Wenn ich ganz still bin...

Wenn ich ganz still bin,

kann ich von meinem Bett aus das Meer rauschen hören.

Es genügt aber nicht, ganz still zu sein,

ich muss auch meine Gedanken vom Land abziehen.

 

Es genügt nicht, die Gedanken vom Festland abzuziehen,

ich muss auch das Atmen dem Meer anpassen,

weil ich beim Einatmen weniger hören.

Es genügt nicht, den Atem dem Meer anzupassen,

ich muss auch Händen und Füßen die Ungeduld nehmen.

 

Es genügt nicht, Hände und Füße zu besänftigen,

ich muss auch die Bilder von mir weggeben.

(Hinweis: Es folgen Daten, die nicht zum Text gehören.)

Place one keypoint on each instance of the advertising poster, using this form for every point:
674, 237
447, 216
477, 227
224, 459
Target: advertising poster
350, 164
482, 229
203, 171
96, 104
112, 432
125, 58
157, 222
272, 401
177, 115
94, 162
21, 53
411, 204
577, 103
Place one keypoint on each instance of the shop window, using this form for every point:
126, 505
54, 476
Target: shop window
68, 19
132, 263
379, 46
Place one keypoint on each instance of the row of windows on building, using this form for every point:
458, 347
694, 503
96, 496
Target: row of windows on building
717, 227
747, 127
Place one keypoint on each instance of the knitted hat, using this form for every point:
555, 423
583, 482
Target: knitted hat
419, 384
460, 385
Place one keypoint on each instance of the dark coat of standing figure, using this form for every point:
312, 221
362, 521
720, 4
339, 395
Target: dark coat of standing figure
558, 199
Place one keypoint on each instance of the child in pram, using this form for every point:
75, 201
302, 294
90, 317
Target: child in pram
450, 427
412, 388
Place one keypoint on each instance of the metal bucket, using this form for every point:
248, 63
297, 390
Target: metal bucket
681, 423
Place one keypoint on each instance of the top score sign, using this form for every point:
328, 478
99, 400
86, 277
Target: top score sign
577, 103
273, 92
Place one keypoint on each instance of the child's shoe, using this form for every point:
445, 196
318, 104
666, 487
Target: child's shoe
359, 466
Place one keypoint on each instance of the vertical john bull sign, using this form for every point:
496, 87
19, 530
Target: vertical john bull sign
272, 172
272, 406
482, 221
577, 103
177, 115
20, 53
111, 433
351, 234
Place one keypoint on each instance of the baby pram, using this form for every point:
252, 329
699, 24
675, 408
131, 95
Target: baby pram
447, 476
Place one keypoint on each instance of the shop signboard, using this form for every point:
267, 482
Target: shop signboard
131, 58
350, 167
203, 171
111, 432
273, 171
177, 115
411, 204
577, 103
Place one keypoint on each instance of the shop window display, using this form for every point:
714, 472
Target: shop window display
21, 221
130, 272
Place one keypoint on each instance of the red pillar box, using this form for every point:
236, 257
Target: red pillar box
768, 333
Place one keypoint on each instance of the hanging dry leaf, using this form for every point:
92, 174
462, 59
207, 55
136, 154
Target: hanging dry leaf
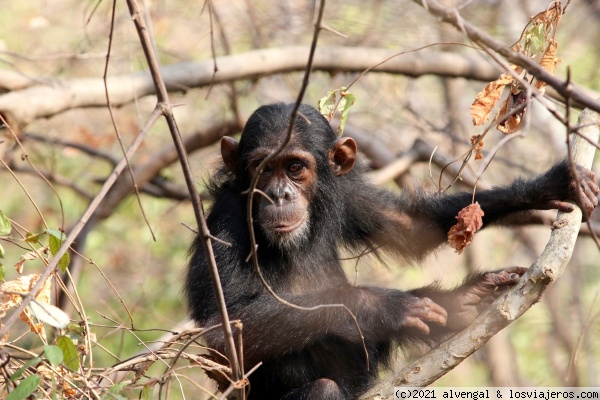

Es genügt nicht, die Bilder wegzugeben,

ich muss das Müssen lassen.

Es genügt nicht das Müssen zu lassen,

solange ich das Ich nicht verlasse.

 

Es genügt nicht, das Ich zu lassen,

ich lerne das Fallen.

Es genügt nicht, zu fallen,

aber während ich falle

und mir entsinke,

höre ich auf,

das Meer zu suchen,

weil das Meer nun

von der Küste heraufgekommen,

in mein Zimmer getreten, um mich ist.

 

Wenn ich ganz still bin.

 

(Dorothee Sölle, in: Schmeisser, In der Mitte leben)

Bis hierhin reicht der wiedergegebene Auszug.